Воспоминания о художнике

1-2-3-4-5-6-7

С бесконечной благодарностью вспоминаю я о том, какое чудесное детство дали нам родители. С самых малых лет водили нас по театрам и музеям, учили различать краски, слушать музыку, учили «видеть» красивое в родной природе. На всю жизнь научили любить дивные волжские закаты, берега, деревеньки, березовые рощи, голубые речушки, лентой вьющиеся среди холмов и полей под Кинешмой. С каким вниманием и заботой следили за нашим чтением, отбрасывая все, что могло бы испортить вкус, прививая во всех мелочах любовь к прекрасному. Научили нас чудесной русской речи...

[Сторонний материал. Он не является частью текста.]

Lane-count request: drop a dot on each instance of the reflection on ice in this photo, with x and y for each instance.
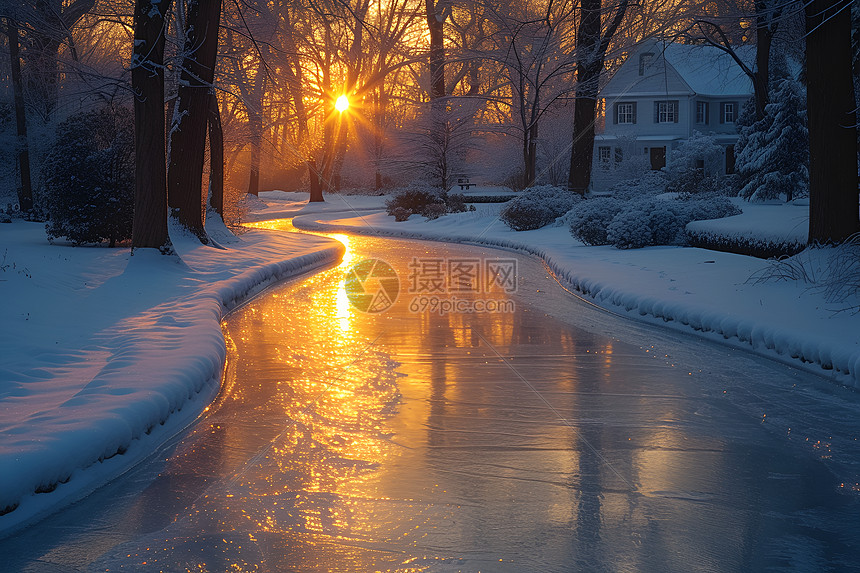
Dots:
(507, 442)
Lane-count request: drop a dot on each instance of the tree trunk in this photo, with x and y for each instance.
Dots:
(582, 151)
(833, 197)
(188, 132)
(25, 191)
(435, 25)
(255, 126)
(147, 79)
(591, 46)
(761, 76)
(216, 157)
(315, 183)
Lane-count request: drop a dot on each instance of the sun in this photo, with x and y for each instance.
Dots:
(341, 104)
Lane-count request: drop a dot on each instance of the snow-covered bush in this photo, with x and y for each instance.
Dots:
(630, 230)
(833, 270)
(589, 219)
(704, 208)
(667, 227)
(773, 162)
(645, 220)
(401, 214)
(424, 199)
(415, 198)
(456, 203)
(537, 207)
(435, 210)
(691, 168)
(89, 177)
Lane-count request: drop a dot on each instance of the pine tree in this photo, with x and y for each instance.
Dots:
(773, 161)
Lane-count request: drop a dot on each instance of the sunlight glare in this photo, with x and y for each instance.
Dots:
(341, 104)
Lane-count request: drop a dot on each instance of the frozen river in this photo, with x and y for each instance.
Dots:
(487, 420)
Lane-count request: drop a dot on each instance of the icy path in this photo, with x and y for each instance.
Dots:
(554, 438)
(107, 355)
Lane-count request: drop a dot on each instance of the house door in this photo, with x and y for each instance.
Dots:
(730, 159)
(658, 158)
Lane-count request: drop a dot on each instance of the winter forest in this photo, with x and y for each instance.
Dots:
(192, 104)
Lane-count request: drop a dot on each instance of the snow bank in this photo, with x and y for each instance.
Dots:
(706, 292)
(107, 355)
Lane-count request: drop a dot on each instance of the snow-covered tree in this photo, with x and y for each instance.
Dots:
(774, 161)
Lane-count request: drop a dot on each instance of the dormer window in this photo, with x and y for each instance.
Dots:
(728, 112)
(625, 112)
(702, 112)
(666, 111)
(644, 61)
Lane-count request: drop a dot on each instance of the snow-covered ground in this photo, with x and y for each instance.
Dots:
(714, 294)
(104, 353)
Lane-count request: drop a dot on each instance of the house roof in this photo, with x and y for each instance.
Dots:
(682, 69)
(711, 71)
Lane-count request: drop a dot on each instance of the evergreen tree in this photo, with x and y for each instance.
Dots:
(774, 160)
(89, 176)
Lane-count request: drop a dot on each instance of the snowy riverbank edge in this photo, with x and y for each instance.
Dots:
(137, 374)
(835, 355)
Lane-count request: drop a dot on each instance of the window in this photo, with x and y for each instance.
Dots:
(728, 112)
(666, 111)
(604, 154)
(644, 60)
(625, 112)
(702, 112)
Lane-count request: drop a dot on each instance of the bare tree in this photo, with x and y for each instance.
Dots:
(833, 198)
(147, 80)
(25, 190)
(534, 51)
(191, 115)
(592, 41)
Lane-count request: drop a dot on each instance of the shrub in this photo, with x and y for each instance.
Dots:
(666, 226)
(424, 199)
(89, 176)
(456, 203)
(708, 207)
(435, 210)
(644, 221)
(651, 183)
(630, 230)
(589, 219)
(537, 207)
(401, 214)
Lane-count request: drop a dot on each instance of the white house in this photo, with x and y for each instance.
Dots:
(662, 94)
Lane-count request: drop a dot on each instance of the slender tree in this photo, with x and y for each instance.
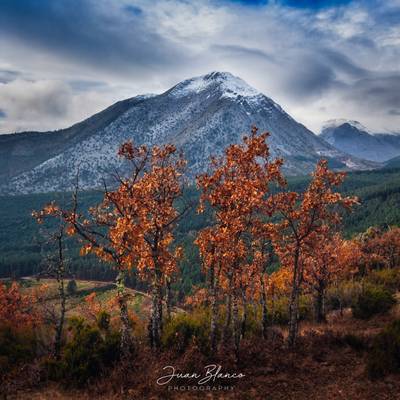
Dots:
(303, 217)
(236, 190)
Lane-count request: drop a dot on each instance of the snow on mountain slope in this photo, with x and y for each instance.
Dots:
(355, 139)
(200, 115)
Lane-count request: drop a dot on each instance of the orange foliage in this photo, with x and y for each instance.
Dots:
(17, 309)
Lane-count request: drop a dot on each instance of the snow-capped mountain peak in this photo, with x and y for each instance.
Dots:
(227, 84)
(334, 123)
(355, 139)
(202, 116)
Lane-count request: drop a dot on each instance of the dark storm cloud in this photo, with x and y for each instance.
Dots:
(8, 75)
(319, 59)
(97, 33)
(241, 51)
(381, 93)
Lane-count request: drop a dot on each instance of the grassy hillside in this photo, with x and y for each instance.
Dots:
(378, 190)
(138, 302)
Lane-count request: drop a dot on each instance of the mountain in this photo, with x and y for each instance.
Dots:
(353, 138)
(201, 116)
(393, 162)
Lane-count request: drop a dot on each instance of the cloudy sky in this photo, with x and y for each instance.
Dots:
(63, 60)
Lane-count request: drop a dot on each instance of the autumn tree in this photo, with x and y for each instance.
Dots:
(133, 226)
(55, 266)
(236, 190)
(321, 269)
(155, 197)
(380, 247)
(303, 219)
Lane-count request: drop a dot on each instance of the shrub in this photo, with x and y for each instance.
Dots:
(103, 320)
(384, 356)
(72, 287)
(16, 346)
(85, 355)
(389, 278)
(183, 329)
(372, 300)
(279, 313)
(355, 342)
(342, 296)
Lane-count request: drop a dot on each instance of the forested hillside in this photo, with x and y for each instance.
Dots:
(378, 190)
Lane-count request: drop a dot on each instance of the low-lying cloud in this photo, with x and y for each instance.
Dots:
(61, 61)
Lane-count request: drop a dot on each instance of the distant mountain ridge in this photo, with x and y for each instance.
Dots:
(353, 138)
(200, 115)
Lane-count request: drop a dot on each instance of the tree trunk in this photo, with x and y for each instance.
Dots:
(156, 312)
(60, 322)
(228, 319)
(319, 304)
(168, 297)
(214, 311)
(236, 324)
(294, 301)
(264, 319)
(60, 272)
(125, 330)
(245, 315)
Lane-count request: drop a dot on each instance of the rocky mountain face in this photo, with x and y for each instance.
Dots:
(353, 138)
(201, 116)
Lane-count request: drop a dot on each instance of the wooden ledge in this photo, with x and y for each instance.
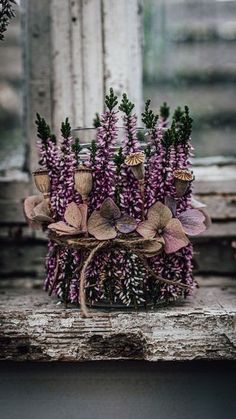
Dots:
(35, 327)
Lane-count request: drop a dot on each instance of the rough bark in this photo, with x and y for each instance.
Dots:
(36, 328)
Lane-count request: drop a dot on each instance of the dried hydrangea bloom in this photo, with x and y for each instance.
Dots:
(160, 224)
(106, 223)
(75, 217)
(37, 211)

В конце лета 1912 года мы поехали из «Терема» в Астрахань, на пароходе по Волге, Астрахань помню плохо. Были у каких-то двух старушек с очень черными бровями, кажется Шавердовых, из которых одна была крестной матерью папы, у его дальних родственниц Сперанских, тоже старушек, где пили чай с кизиловым вареньем и любовались белым ангорским котом. Были в гостях и у старика Плотникова, за сыном которого была замужем папина кузина (ее портрет в голубом платье на черном фоне сейчас в музее Ярославля). Ездили и на рыбные промыслы; помню огромные неводы, загорелых рыбаков, стоящих в воде, запах соленой рыбы и моря. Смотрели Астраханский собор, где папа мальчиком пел службу; у него был тенор. Его фамилия созвучна со старославянским словом «кустодия», что означает стража. Он рассказывал, что, когда дьякон читал на весь собор: «...И привалили ко гробу господню камень с кустодиею (то есть стражей)», ему казалось, что все смотрят и знают: это про него!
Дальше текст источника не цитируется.